You append temp before ever reading anything. That's one of two good reasons not to use eof() as a loop condition. The other reason is that you can get an off-by-one error and process the last item in the file twice. This is shorter and works better:

while ( inStream>> temp )
  L1.append ( temp );
Comments
Thanks for the help again!!

Ok I understand now, thanks for your help!! One last question.

How do I get the list to be sent to an output file? Should I put it in the MyList::print function or keep it in the Main function?

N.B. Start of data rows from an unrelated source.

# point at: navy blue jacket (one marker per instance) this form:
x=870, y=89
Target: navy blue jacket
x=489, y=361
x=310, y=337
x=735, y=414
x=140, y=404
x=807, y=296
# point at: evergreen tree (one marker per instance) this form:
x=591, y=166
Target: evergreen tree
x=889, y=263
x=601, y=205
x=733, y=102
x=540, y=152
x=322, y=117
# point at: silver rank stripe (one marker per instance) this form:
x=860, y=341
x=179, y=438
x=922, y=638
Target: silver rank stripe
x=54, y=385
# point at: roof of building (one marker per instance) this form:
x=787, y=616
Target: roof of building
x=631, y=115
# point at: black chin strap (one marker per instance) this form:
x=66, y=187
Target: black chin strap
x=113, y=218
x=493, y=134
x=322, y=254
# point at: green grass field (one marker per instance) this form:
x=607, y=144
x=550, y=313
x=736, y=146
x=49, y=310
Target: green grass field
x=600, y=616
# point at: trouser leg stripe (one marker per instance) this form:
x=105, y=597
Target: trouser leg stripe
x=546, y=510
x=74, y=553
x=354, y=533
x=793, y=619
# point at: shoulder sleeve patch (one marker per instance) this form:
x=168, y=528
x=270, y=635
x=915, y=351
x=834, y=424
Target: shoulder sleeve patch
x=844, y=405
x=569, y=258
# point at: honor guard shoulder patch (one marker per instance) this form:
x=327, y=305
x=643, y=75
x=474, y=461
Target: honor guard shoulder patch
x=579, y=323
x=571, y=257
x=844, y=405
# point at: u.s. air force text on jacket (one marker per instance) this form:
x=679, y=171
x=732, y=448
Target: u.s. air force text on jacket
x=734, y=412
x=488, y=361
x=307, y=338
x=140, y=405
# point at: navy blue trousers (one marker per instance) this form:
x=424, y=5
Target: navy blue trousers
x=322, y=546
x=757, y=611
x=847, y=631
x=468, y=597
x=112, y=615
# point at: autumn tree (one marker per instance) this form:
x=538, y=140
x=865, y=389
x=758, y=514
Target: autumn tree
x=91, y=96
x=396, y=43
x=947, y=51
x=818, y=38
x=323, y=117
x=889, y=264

>>How do I get the list to be sent to an output file? Should I put it in the MyList::print function or keep it in the Main function?

My advice---Neither. Create a writeToFile() method for the MyList class.

My second choice, create a generic print function and pass it the stream you want to use, but then you have to worry about whether the stream needs to be associated with a file or not. You know it will need to be associated with a file if you use a dedicated function rather than a generic print() function.

My last choice would be to use a free standing function. Since you want to print a list and not some other object then keep functions associated with a given object type with that object type.

Nevermind, I was able to get the output to work. Thanks for all your help!!!!

Thanks for the post lerner, that is exactally what I did.